Выбрать главу

7

Ребенок неожиданно заплакал, сердито, требовательно, будто весь мир подчинялся ему, — это расшевелило людей, они стали смотреть на него. Дядька Иван попробовал даже взять внука на руки — он еще больше зашелся плачем. Молодая мать стала качать ребенка, потом, достав из корзины бутылочку с рыжей соской, повернулась к солнцу спиной и стала кормить. Малыш сразу же затих, только иногда, будто вспоминая, что надо плакать, всхлипывал все тише и тише…

Люди смотрели на мать, на ребенка и начали улыбаться: лица посветлели, будто просыпались они от тяжелого долгого сна, в котором так хочется что-то сказать, крикнуть, но никак не можешь.

И снова, как на автовокзале, Сакович удивлялся: откуда этот ребенок, кем или чем стал теперь Коля?.. Неужели он теперь только воспоминание и боль — перешел в какое-то другое измерение, существование, наполненное другими понятиями, такими, например, как грусть человеческая… И где тогда начало, а где конец человека?..

Этими мыслями Сакович словно заглянул за какую-то черту, завесу и увидел там нечто такое, чего до этого никогда не видел. Заломило в голове — было больно…

— Человек ушел, человек пришел… Ишь ты, проголодался… говорила Адоля, глядя на Марковых. — Дети — радость, дети — горе: всему живому связь… Это же вот сколько бы вашему было?

Мать начала считать на пальцах. Она, как помнил Сакович, каждую весну считала, сколько лет было бы ее сыну, если бы остался жив.

— Ну вот, от сорок пятого уже тридцать. И там восемь. Тридцать восемь. Самый мужчина. Дети свои были бы.

— Как ему там лежится? Где он теперь? Ходит ли к кому-нибудь? — тянула Адоля.

— Нигде… — сердито отрезал отец.

Адоля даже сморщилась от этого ранящего короткого слова, будто у нее отняли что-то святое и дорогое.

Отец быстро налил и выпил рюмку водки и стал тереть ладонью лоб.

Неожиданно у Саковича как туман с глаз спал. Наконец он все понял. И назначение тех толстых, в три пальца, сосновых досок, что заметил Сакович в позапрошлом году в огороде за хлевом; тогда он так и не догадался, зачем они: «Пол новый, а больше куда?» — спросил у отца, но тот ничего толком не ответил, сказал: «Пусть лежат, что они тебя — трогают? Когда-нибудь пригодятся, не придется по хатам бегать». И почему так скривилась, будто ее обидели, Адоля… И отчего теперь отец такой встревоженный… И почему тогда, в детстве, родители насмехались над ним…

Они все думали об одном и том же, они почти все в своем большинстве были атеисты, самые упрямые атеисты. Даже неграмотные их деды и прадеды, иначе не возникли бы и не прижились среди них мудрые слова про молитву, дурака и лоб, который можно разбить до крови об пол…

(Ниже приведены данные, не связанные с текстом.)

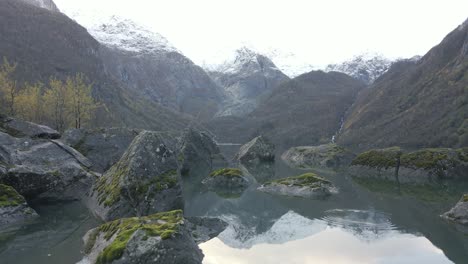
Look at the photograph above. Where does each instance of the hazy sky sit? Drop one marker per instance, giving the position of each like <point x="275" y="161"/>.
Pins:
<point x="319" y="32"/>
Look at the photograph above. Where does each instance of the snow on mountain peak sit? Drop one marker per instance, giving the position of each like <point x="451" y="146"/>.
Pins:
<point x="366" y="67"/>
<point x="121" y="33"/>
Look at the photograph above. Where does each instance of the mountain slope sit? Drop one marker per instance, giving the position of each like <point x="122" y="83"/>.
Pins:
<point x="416" y="104"/>
<point x="46" y="44"/>
<point x="246" y="79"/>
<point x="365" y="67"/>
<point x="306" y="110"/>
<point x="151" y="67"/>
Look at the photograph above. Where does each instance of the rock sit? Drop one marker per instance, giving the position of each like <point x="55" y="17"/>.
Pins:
<point x="434" y="164"/>
<point x="328" y="155"/>
<point x="13" y="208"/>
<point x="43" y="169"/>
<point x="199" y="154"/>
<point x="144" y="181"/>
<point x="158" y="238"/>
<point x="425" y="166"/>
<point x="226" y="179"/>
<point x="103" y="147"/>
<point x="20" y="128"/>
<point x="205" y="228"/>
<point x="307" y="185"/>
<point x="459" y="213"/>
<point x="377" y="163"/>
<point x="257" y="150"/>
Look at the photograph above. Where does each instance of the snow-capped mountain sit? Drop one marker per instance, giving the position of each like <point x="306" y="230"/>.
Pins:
<point x="124" y="34"/>
<point x="47" y="4"/>
<point x="365" y="67"/>
<point x="246" y="78"/>
<point x="150" y="66"/>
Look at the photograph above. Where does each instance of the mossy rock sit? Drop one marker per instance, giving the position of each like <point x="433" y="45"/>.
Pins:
<point x="227" y="172"/>
<point x="305" y="180"/>
<point x="379" y="158"/>
<point x="158" y="238"/>
<point x="9" y="197"/>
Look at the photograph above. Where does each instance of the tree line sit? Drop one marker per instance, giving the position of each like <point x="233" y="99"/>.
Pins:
<point x="60" y="104"/>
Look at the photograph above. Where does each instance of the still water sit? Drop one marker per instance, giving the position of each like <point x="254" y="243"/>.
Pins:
<point x="357" y="225"/>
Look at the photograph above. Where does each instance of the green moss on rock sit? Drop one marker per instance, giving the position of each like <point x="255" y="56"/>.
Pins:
<point x="162" y="225"/>
<point x="9" y="197"/>
<point x="425" y="158"/>
<point x="305" y="180"/>
<point x="379" y="158"/>
<point x="228" y="172"/>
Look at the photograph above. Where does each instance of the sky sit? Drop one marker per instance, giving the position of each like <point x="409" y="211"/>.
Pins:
<point x="316" y="32"/>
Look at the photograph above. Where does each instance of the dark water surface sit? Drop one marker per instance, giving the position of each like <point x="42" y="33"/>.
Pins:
<point x="361" y="224"/>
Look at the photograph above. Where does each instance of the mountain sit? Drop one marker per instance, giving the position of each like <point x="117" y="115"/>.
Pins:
<point x="421" y="103"/>
<point x="246" y="79"/>
<point x="151" y="67"/>
<point x="306" y="110"/>
<point x="364" y="67"/>
<point x="46" y="44"/>
<point x="47" y="4"/>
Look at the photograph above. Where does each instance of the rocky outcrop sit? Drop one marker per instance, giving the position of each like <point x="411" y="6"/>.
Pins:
<point x="421" y="167"/>
<point x="43" y="169"/>
<point x="103" y="146"/>
<point x="204" y="228"/>
<point x="257" y="150"/>
<point x="459" y="213"/>
<point x="199" y="154"/>
<point x="158" y="238"/>
<point x="329" y="155"/>
<point x="20" y="128"/>
<point x="228" y="179"/>
<point x="144" y="181"/>
<point x="13" y="208"/>
<point x="377" y="163"/>
<point x="307" y="185"/>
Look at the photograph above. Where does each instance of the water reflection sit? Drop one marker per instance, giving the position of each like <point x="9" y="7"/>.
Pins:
<point x="297" y="239"/>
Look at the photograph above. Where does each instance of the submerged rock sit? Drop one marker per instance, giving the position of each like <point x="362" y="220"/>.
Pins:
<point x="103" y="147"/>
<point x="13" y="208"/>
<point x="158" y="238"/>
<point x="226" y="179"/>
<point x="144" y="181"/>
<point x="205" y="228"/>
<point x="199" y="153"/>
<point x="307" y="185"/>
<point x="328" y="155"/>
<point x="459" y="213"/>
<point x="39" y="168"/>
<point x="19" y="128"/>
<point x="257" y="150"/>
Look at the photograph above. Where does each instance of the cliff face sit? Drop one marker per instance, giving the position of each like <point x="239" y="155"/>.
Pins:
<point x="47" y="44"/>
<point x="416" y="104"/>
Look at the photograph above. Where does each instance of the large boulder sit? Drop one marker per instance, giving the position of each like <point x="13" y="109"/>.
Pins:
<point x="144" y="181"/>
<point x="307" y="185"/>
<point x="13" y="208"/>
<point x="257" y="150"/>
<point x="46" y="169"/>
<point x="103" y="146"/>
<point x="199" y="153"/>
<point x="459" y="213"/>
<point x="20" y="128"/>
<point x="328" y="155"/>
<point x="158" y="238"/>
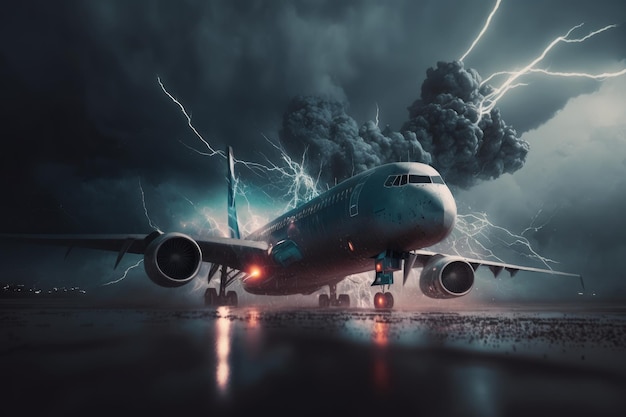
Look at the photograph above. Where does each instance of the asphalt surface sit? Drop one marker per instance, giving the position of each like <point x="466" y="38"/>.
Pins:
<point x="59" y="360"/>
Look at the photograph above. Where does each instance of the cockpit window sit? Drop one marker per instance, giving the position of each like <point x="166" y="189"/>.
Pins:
<point x="400" y="180"/>
<point x="419" y="179"/>
<point x="390" y="180"/>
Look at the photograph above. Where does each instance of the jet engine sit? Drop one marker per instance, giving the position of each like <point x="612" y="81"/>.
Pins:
<point x="446" y="277"/>
<point x="172" y="259"/>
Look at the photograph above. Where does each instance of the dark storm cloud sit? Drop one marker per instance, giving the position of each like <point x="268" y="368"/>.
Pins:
<point x="444" y="129"/>
<point x="86" y="119"/>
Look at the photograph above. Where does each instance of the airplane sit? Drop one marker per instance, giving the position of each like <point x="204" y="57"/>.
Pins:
<point x="380" y="220"/>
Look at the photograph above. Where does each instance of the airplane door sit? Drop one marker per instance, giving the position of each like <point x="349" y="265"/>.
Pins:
<point x="354" y="198"/>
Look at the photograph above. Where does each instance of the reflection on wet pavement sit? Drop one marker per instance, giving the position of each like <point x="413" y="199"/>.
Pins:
<point x="245" y="360"/>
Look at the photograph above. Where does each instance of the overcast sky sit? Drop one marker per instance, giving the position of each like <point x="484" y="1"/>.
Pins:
<point x="85" y="122"/>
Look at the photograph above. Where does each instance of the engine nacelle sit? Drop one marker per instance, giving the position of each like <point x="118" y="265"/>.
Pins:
<point x="446" y="277"/>
<point x="172" y="259"/>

Саковича ошеломило это открытие, оно перевернуло все представления о родителях, о себе, Адоле. То, что казалось главным, стало второстепенным, и наоборот. И он еще и еще, словно кругами, думал над тем, что открылось.

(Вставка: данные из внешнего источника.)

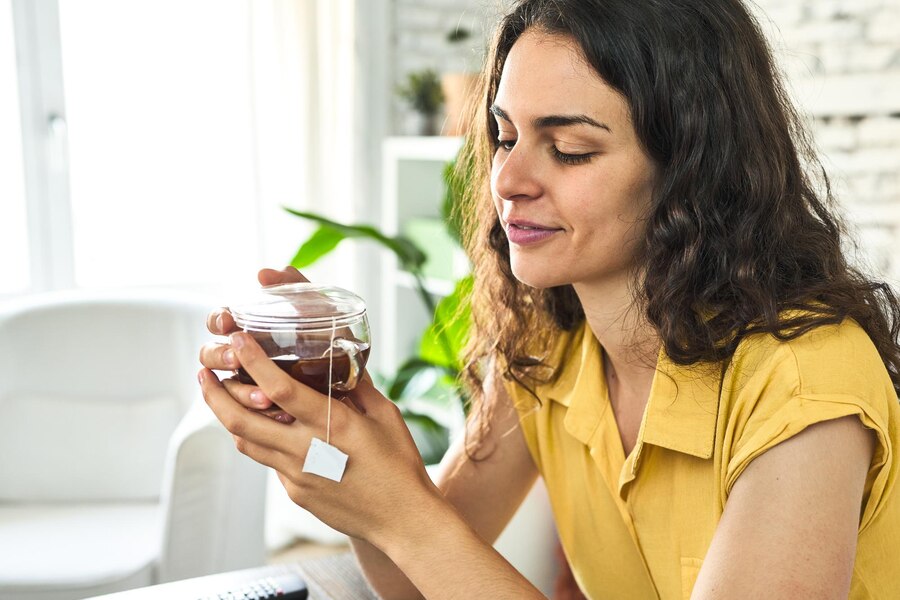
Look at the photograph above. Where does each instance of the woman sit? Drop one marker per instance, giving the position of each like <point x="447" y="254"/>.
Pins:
<point x="681" y="350"/>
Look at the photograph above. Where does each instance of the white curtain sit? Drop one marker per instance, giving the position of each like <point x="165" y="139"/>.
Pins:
<point x="303" y="70"/>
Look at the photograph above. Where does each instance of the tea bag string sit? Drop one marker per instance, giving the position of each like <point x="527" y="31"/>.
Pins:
<point x="330" y="367"/>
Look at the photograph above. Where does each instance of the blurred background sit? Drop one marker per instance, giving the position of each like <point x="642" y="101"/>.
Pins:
<point x="157" y="144"/>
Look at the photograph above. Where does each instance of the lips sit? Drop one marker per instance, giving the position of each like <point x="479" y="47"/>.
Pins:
<point x="525" y="233"/>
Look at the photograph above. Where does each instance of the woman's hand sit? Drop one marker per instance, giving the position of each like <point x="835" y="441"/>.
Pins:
<point x="221" y="357"/>
<point x="385" y="479"/>
<point x="384" y="483"/>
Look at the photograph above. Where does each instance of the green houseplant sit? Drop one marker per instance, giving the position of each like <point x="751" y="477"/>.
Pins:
<point x="422" y="90"/>
<point x="430" y="377"/>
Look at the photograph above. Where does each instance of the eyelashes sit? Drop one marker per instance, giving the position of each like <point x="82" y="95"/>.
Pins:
<point x="562" y="157"/>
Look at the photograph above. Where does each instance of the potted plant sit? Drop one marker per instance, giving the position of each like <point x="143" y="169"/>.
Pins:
<point x="422" y="91"/>
<point x="426" y="385"/>
<point x="459" y="81"/>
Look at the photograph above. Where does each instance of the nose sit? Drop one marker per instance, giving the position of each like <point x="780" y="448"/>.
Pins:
<point x="515" y="174"/>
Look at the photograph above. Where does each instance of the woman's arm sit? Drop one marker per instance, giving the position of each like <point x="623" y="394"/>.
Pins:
<point x="484" y="493"/>
<point x="790" y="524"/>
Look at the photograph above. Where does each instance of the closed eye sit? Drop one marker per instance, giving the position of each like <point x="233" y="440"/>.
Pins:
<point x="572" y="159"/>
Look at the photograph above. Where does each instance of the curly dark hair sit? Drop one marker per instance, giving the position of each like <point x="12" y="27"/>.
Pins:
<point x="741" y="236"/>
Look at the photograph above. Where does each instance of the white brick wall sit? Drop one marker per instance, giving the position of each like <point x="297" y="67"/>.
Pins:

Нет, они все были атеисты: и когда долгими зимними вечерами при лучине говорили о покойниках как о живых, только живущих где-то там, на том свете, и когда разгадывали сны, когда голосили над холодным бездыханным телом, обливая его слезами, и когда бросались за ним, этим телом, в могилу, и когда ходили сюда, на кладбище, весной и, как сегодня, «давали выпить» покойникам, и когда стояли в церкви на коленях и шевелили губами… И чем больше они гадали, молились, плакали, тем больше становились атеистами, может, и сами того не понимая. В душе каждый, кто вырос возле земли, кто кормится землей, знал, что такое сырая земля, и поэтому они хорошо представляли: здесь все, а там ничего. И поэтому они так плакали, молились, гадали — все это было только болью, обычной человеческой болью.

8

— …Ну хорошо, пусть память… Но что же тогда такое память? — шептал через час Сакович.